Heinrich Gotthold Arnold (4 March 1785 – 3 May 1854) was a German painter.

==Life==
Arnold was born in 1785 at Lomnitz, near Radeberg in Saxony. He was a pupil of Johann David Schubert at the Dresden Art Academy, and studied the works of Titian, Guido Reni, and other great masters in the Dresden Gallery. He painted figural scenes with little girls, older women, soldiers, portraits and sacred subjects for churches in Saxony and Poland. He became a professor at the Dresden Academy of Fine Arts himself and died in Dresden in 1854.

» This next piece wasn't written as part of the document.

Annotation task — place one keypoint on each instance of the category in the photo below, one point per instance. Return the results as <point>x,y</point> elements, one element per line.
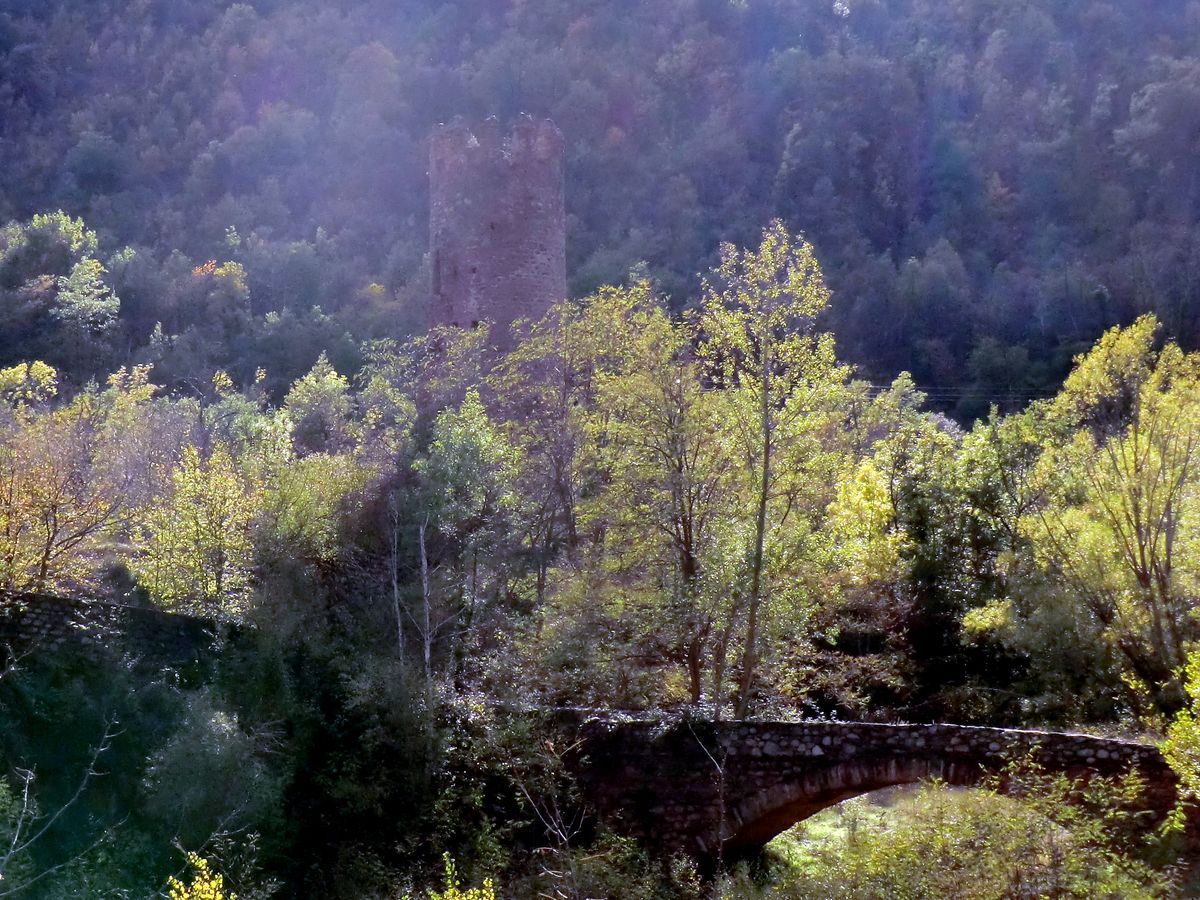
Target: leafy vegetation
<point>631,509</point>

His self portrait is in the collection of the Dresden Art Gallery of New Masters.

==See also==
- List of German painters

==Sources==
- Friedrich von Boetticher (ed.): Malerwerke des neunzehnten jahrhunderts. Beitrag zur Kunstgeschichte. Part 1, vol. 1, 1891.
- Wilhelm Schmidt: Arnold, Heinrich Gotthold. In: Allgemeine Deutsche Biographie (ADB). vol. 1, Duncker & Humblot, Leipzig 1875, p. 588.
- Hans Vollmer: Arnold, Heinrich Gotthold. In: Ulrich Thieme, Felix Becker (Hrsg.): Allgemeines Lexikon der Bildenden Künstler von der Antike bis zur Gegenwart. Begründet von Ulrich Thieme und Felix Becker. vol. 2: Antonio da Monza–Bassan. Wilhelm Engelmann, Leipzig 1908, p. 130–131 (Textarchiv – Internet Archive).